Reflecting on the consultation responses and following the above principles, we plan to prescribe that local authorities deliver the following services or steps:
- appropriate access to sexual health services;
- steps to be taken to protect the health of the population, in particular, giving the Director of Public Health a duty to ensure there are plans in place to protect the health of the population;
- ensuring NHS commissioners receive the public health advice they need;
- the National Child Measurement Programme;
- NHS Health Check assessment;
- elements of the Healthy Child Programme
As this new system beds down I am afraid I foresee a lot of appeals to the DH from public health officials who see the powerful parts of established local government raiding their resources and their powers.
But this is not the main problem for the proposed architecture. That lies in the relationship between the new public health staff and resources of the local authority, and the NHS. Local NHS services will be commissioned by clinical commissioning groups (CCGs), their relationship with local authority public health staff will be through the Health and Well Being Boards. In the HWBs the CCGs will be expected to get their strategic commissioning plans OK’d by the Boards.
Mostly this will be fine, but there will be occasions when local councillors will be lobbied about the clinical impact of a local CCG decision that a lobby group does not like.

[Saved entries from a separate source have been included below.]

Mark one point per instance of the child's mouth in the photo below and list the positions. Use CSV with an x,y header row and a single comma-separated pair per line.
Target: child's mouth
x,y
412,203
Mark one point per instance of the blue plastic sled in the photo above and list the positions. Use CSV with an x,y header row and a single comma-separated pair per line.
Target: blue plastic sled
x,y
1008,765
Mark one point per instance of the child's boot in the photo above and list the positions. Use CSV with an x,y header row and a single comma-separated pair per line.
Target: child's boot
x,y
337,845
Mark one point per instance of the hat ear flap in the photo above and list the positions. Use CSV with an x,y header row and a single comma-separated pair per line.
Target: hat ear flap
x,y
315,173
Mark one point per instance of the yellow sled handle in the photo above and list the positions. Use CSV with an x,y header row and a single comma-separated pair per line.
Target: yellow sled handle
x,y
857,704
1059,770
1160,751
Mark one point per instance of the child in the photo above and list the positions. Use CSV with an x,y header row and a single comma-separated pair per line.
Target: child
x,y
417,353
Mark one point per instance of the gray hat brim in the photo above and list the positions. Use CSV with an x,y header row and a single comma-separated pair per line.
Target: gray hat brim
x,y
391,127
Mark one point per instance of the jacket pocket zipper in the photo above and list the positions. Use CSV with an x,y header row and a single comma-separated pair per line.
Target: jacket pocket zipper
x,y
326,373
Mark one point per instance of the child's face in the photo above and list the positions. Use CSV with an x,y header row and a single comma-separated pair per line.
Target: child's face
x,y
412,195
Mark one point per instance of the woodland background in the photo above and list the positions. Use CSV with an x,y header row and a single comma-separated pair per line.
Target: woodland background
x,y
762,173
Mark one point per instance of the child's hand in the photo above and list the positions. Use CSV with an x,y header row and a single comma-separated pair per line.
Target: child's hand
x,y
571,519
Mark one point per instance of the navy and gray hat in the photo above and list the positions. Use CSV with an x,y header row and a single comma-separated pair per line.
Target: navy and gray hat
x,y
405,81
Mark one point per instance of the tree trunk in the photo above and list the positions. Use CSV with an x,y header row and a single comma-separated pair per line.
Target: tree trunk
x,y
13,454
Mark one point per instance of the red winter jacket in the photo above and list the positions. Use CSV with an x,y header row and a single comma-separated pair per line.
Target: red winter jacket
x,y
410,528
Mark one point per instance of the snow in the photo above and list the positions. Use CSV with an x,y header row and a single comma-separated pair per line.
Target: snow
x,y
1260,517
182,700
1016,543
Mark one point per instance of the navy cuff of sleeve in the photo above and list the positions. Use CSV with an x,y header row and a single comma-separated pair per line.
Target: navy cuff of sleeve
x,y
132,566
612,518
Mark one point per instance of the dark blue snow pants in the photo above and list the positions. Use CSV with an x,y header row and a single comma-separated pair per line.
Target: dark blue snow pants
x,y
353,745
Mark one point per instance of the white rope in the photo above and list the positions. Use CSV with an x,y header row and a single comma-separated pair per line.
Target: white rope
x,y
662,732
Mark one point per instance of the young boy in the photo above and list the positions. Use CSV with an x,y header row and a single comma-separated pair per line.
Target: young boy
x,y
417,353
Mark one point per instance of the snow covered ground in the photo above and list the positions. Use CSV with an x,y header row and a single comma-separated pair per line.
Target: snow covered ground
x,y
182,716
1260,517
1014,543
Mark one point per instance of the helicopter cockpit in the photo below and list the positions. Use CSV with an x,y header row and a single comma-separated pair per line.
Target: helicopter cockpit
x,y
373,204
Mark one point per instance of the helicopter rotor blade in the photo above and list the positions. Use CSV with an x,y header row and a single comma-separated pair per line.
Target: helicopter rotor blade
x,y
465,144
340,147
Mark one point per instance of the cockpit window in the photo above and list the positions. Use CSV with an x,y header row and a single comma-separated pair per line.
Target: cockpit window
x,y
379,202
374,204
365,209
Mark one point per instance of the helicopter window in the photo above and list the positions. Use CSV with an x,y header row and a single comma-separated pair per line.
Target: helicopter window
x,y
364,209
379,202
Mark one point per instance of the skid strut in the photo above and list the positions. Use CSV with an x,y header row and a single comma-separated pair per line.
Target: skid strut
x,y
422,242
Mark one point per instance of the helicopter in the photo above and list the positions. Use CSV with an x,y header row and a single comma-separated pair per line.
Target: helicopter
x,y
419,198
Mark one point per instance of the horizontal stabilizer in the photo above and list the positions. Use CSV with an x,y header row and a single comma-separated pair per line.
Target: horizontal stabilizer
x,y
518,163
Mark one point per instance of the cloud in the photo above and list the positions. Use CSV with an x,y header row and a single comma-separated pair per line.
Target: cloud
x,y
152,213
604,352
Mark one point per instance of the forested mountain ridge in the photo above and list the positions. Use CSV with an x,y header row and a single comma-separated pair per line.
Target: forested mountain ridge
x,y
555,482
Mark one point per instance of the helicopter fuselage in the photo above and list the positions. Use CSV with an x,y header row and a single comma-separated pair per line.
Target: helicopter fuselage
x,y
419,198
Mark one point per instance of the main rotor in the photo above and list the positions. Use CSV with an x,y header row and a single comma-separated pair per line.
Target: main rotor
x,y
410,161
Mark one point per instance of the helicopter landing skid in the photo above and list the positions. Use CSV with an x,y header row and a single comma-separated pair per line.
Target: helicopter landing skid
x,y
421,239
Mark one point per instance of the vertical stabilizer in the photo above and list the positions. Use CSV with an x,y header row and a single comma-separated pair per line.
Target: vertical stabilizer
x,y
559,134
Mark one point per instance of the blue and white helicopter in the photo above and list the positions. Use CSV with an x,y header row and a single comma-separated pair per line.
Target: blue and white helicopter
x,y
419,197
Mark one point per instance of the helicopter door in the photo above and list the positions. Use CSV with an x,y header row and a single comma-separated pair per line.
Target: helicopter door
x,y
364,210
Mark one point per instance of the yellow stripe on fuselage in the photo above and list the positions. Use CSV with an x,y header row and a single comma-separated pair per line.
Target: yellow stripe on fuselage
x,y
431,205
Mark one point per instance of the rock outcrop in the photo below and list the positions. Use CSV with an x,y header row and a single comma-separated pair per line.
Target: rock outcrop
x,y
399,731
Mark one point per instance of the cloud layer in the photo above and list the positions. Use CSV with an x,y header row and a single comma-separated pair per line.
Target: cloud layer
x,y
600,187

Under these circumstances the HWB will try and stop the CCG and the Board will become a site of conflict between clinicians and councillors. This in turn means it will not be a useful place for public health to influence NHS commissioning decisions.
The detail of how the NHS obtains good public health advice will become the problem in many localities. The Government expects that this will happen through the powers of partnership laid upon Health and Well Being boards, and in some places that will work, but in other places the directors of public health sitting in their new offices at the town halls will be seen by clinical commissioning groups as ‘over there’ and not a part of the NHS.